Beginning Monday, for the first time in 27 years, the four-mile stretch of hilly 13th Street NW between Logan Circle and Georgia Avenue will carry traffic both north and south at all times.

To the cheers of many 13th Street residents and the jeers of many Maryland commuters, the four-lane street will no longer become one-way during weekday morning and evening rush hours.

January 7 was selected for the traffic change because that is the day Metro is scheduled to increase the frequency of rush hour Red Line service to and from Silver Spring.

Thus, said D.C. Department of Transportation officials, who studied the change for four years before announcing it seven months ago, Marylanders who now commute by automobile will have a more convenient alternative than ever.

To encourage the use of Metro, DOT mailed a free farecard good for one ride to more than 10,000 potential riders living in Takoma Park, Silver Spring, Wheaton and Kensington.

The commuters were identified by DOT employees, who stood along 13th Street during two evening rush hours and dictated the license plate numbers of passing cars into tape recorders. The numbers were later traced and the owners identified. More than $10,000 in federal and District funds paid for the project.

"We've been surprised at how many people -- commuters as well as residents -- have said it's time this happened," said DOT director Douglas N. Schneider Jr., of the Jan. 7 changeover. "We're expecting this to be very successful."

Similar reversions to two-way traffic at all times are being studied for Reno Road NW, Independence Avenue SE, and Constitution Avenue NE, Schneider said. Like 13th Street, those streets run through residential areas where houses sit close to the sidewalk, and are heavily traveled during rush hours by Maryland car commuters.

Schneider said the change in roles for 13th Street marks the first time a U.S. city has deliberately curtailed an arterial rush hour street because mass transit had been built roughly parallel to it.

But DOT backed off an earlier plan to set aside two of 13th Street's four lanes for parking at all times.

Under the compromise plan that goes into effect Monday, two lanes of traffic will flow southbound during morning rush hour, and one lane northbound. The easternmost lane will be set aside for parking.

During evening rush hour, two northbound lanes and one southbound will be open to traffic. The westernmost lane will be set aside for parking.

At non-rush hours, both the easternmost and westernmost lanes will be parking lanes, and traffic will move along one lane in each direction.

The affected section of 13th Street extends from N Street at Logan Circle north to Fort Stevens Drive NW. At that point, 13th Street feeds into Piney Branch Road, which continues northeast for three blocks to Georgia Avenue.
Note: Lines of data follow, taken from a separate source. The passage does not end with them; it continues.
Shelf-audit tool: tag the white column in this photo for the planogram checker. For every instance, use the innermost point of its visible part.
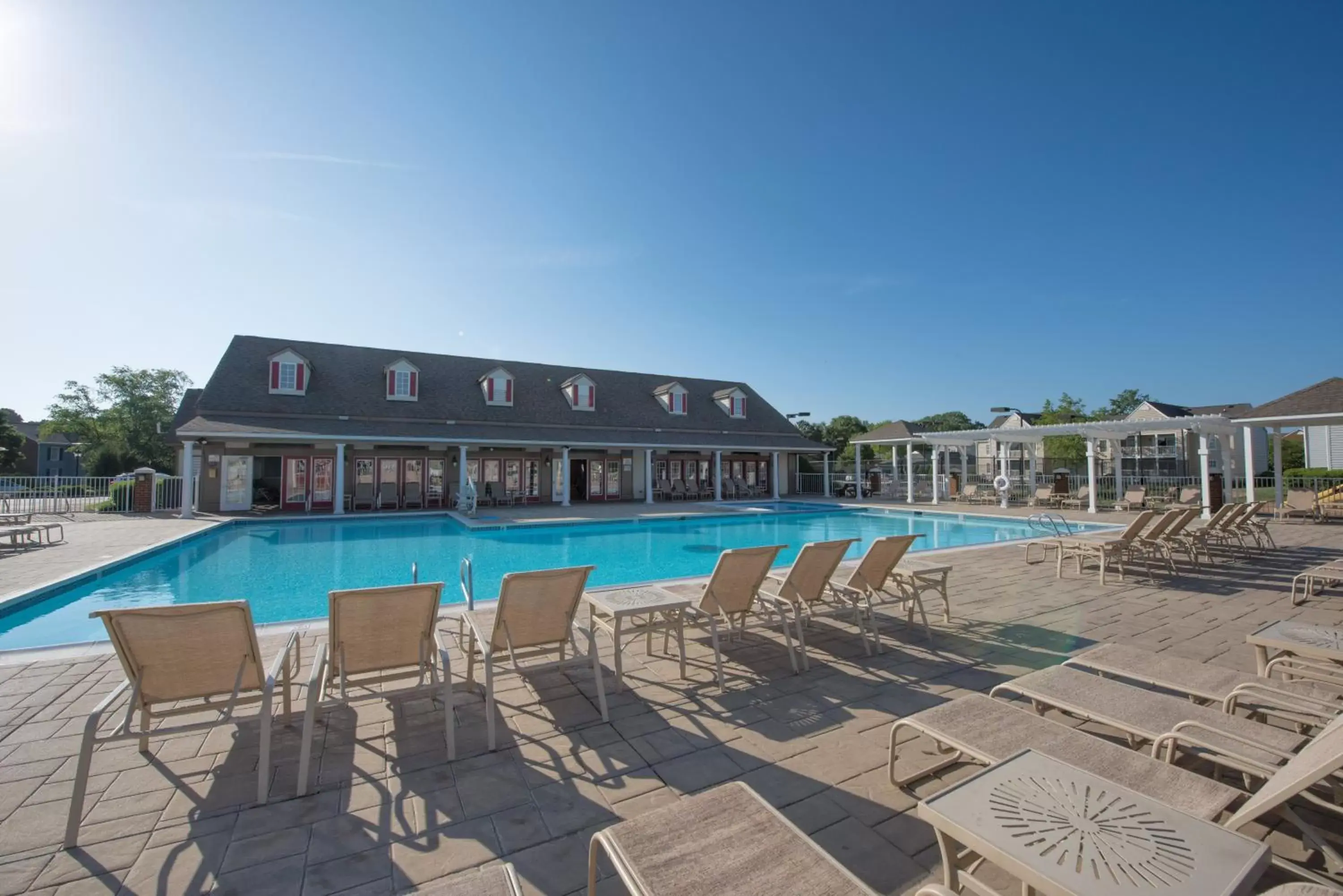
(569, 487)
(1202, 474)
(1278, 467)
(935, 451)
(1116, 453)
(339, 503)
(188, 469)
(1248, 434)
(910, 474)
(648, 476)
(1091, 474)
Since 1953, traffic on 13th Street and the short stretch of Piney Branch Road linking it to Georgia Avenue has moved exclusively southbound from 7 to 9:30 a.m., and exclusively northbound from 4 to 6:30 p.m. Lights are synchronized during the rush hours to keep traffic moving steadily at 30 miles an hour.
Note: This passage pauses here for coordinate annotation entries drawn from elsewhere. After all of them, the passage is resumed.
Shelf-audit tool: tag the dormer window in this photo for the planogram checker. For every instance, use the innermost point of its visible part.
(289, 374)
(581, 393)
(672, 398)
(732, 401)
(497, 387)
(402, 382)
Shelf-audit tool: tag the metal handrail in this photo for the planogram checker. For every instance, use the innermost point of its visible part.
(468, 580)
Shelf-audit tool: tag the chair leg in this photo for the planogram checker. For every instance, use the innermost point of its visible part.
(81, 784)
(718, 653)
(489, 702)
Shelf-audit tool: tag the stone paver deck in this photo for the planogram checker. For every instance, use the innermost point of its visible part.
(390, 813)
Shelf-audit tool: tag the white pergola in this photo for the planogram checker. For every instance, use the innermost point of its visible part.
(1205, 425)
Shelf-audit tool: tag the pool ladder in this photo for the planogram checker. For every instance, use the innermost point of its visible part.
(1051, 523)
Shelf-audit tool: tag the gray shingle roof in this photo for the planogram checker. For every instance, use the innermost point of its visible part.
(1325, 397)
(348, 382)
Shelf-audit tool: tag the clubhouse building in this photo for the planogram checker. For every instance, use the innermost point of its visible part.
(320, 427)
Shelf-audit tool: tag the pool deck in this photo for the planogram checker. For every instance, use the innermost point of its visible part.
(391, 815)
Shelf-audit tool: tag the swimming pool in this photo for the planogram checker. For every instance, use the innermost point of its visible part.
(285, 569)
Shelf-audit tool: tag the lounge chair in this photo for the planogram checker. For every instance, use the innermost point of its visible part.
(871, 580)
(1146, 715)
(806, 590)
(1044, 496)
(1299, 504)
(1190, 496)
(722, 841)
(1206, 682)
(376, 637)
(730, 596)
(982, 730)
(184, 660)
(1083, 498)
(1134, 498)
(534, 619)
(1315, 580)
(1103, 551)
According to DOT figures, at the peak of each rush hour, about 3,000 cars an hour use 13th Street, compared with 2,700 on 16th Street and 2,100 on Georgia Avenue, both of which run parallel to 13th Street.

According to Schneider, one casualty of 13th Street's new configuration will be the lane that has been set aside during rush hours for bicycles only. "With only two lanes in each direction, those'll have to go," Schneider said. "
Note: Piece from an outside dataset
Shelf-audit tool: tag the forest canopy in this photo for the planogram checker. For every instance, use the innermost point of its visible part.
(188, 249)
But according to both residents and commuters, little will be lost. Very few motorist paid attention to bikes-only signs during rush hours, and even fewer bicyclists took advantage of them, residents and commuters said.

A far more troublesome problem for 13th Street residents has been parking, and only slight improvement awaits under the new DOT plan.

At present, cars have to be moved off 13th Street before 7 a.m. to escape ticketing and towing. Under the new system, only half the parked cars will have to be moved in the morning, but the other half will have to be moved in the evening. It will remain impossible to park legally on 13th Street for more than 12 1/2 weekday hours at a time.

In addition, Schneider pledged that his office will be "particularly attentive" to ticketing and towing along 13th Street once the new plan goes into effect.